Yargıtay Kararı 15. Ceza Dairesi 2017/38105 E. 2019/5340 K. 13.05.2019 T.

YARGITAY KARARI
DAİRE : 15. Ceza Dairesi
ESAS NO : 2017/38105
KARAR NO : 2019/5340
KARAR TARİHİ : 13.05.2019

MAHKEMESİ :Ağır Ceza Mahkemesi
SUÇ : Nitelikli dolandırıcılık
HÜKÜM : Beraat (ayrı ayrı)

Nitelikli dolandırıcılık suçundan sanıklar hakkında verilen beraat hükümleri katılan vekili tarafından, sanık … hakkında verilen beraat hükmü vekalet ücreti talebiyle sınırlı olarak ayrıca sanık müdafii tarafından temyiz edilmekle dosya incelenerek gereği düşünüldü;
Katılan …’e ait petrol istasyonunda katılanın kayınpederi olan sanık …’in işletmenin müdürü olarak çalıştığı, diğer sanıkların işletme çalışanları oldukları, işyeri çalışanlarının işyeri uygulaması kapsamında alışveriş karşılığı puan dağıtılması uygulaması ile ilgili verilen Total kartlardan kendi adlarına ya da arkadaşlarının adına kart düzenleyerek gerçekte alışveriş yapılmamış olmasına rağmen bilişim sistemlerini kullanarak bu kartlara puan yükleyip sonrasında puanları harcayıp akaryakıt almak sureti ile katılan şirketin zararına olacak şekilde menfaat sağladıklarının iddia edildiği olayda,
1-Sanıklar …, …, …, …, …, … ve … hakkında verilen beraat hükümlerine yönelik temyiz incelemesinde;
Sanık, katılan ve tanık beyanları, bilirkişi kurulu raporu ile dosya kapsamına göre suçun sanıklar tarafından işlendiğine dair mahkumiyete yeter kesin ve inandırıcı delil bulunmadığı anlaşılmakla bu gerekçelere dayanan mahkemenin kabulünde bir isabetsizlik bulunmamıştır.
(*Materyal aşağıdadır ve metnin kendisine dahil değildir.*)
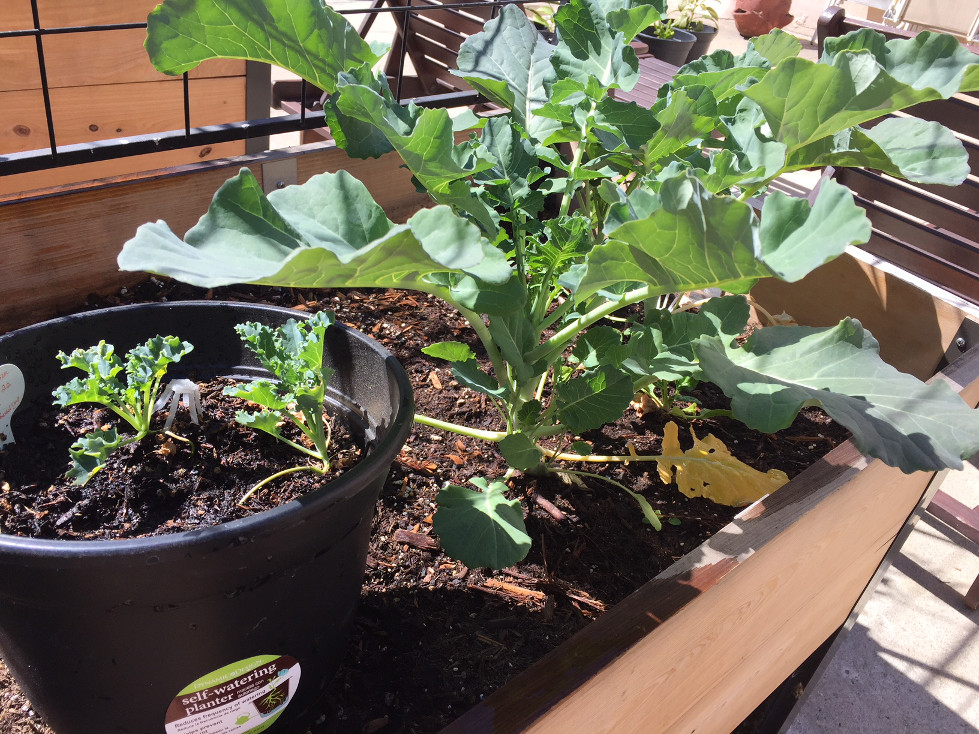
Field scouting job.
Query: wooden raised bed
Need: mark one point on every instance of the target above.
(700, 646)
Bozmaya uyularak yapılan yargılama sonunda, yüklenen suçun sanıklar tarafından işlendiğinin sabit olmadığı gerekçe gösterilerek mahkemece kabul ve takdir kılınmış olduğundan, katılan vekilinin beraat hükümlerinin kanuna aykırı olduğuna ve sanıkların suçlarının sabit olduğuna ilişkin temyiz itirazlarının reddiyle hükümlerin ONANMASINA,
2-Sanık … hakkında verilen beraat hükmüne yönelik temyiz incelemesinde;
Sanık, katılan ve tanık beyanları, bilirkişi kurulu raporu ile dosya kapsamına göre suçun sanık tarafından işlendiğine dair mahkumiyete yeter kesin ve inandırıcı delil bulunmadığı anlaşılmakla bu gerekçelere dayanan mahkemenin kabulünde bir isabetsizlik bulunmamıştır.
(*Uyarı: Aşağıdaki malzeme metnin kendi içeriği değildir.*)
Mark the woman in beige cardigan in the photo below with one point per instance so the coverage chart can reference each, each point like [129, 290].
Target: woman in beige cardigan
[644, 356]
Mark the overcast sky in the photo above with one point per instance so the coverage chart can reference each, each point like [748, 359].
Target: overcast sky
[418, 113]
Yapılan yargılama sonunda, yüklenen suçun sanıklar tarafından işlendiğinin sabit olmadığı gerekçe gösterilerek mahkemece kabul ve takdir kılınmış olduğundan, katılan vekilinin ve sanık müdafiinin sair temyiz itirazlarının reddine, ancak;
1136 sayılı Kanun’un 168. ve hüküm tarihinde yürürlükte bulunan Avukatlık Asgari Ücret Tarifesi’nin 13. maddesinin 5. fıkrası uyarınca, beraat eden ve kendisini vekille temsil ettiren sanık lehine maktu avukatlık ücretine hükmedilmesi gerektiğinin gözetilmemesi,
Kanuna aykırı olup, hükmün bu nedenlerle 5320 sayılı Kanun’un 8.maddesi gereğince halen uygulanmakta olan 1412 sayılı CMUK’nın 321. maddesi uyarınca BOZULMASINA, fakat, bu aykırılığın yeniden yargılama yapılmaksızın aynı Kanun’un 322. maddesi uyarınca düzeltilmesi mümkün bulunduğundan, hükmün ilgili kısmına “sanığın kendisini vekil ile temsil ettirdiği anlaşıldığından, hüküm tarihinde yürürlükte bulunan Avukatlık Asgari Ücret Tarifesi hükümlerine göre belirlenen 3.600 TL vekalet ücretinin hazineden alınarak sanığa verilmesi” fıkrasının eklenmesi suretiyle hükmün DÜZELTİLEREK ONANMASINA, 13/05/2019 tarihinde oybirliğiyle karar verildi.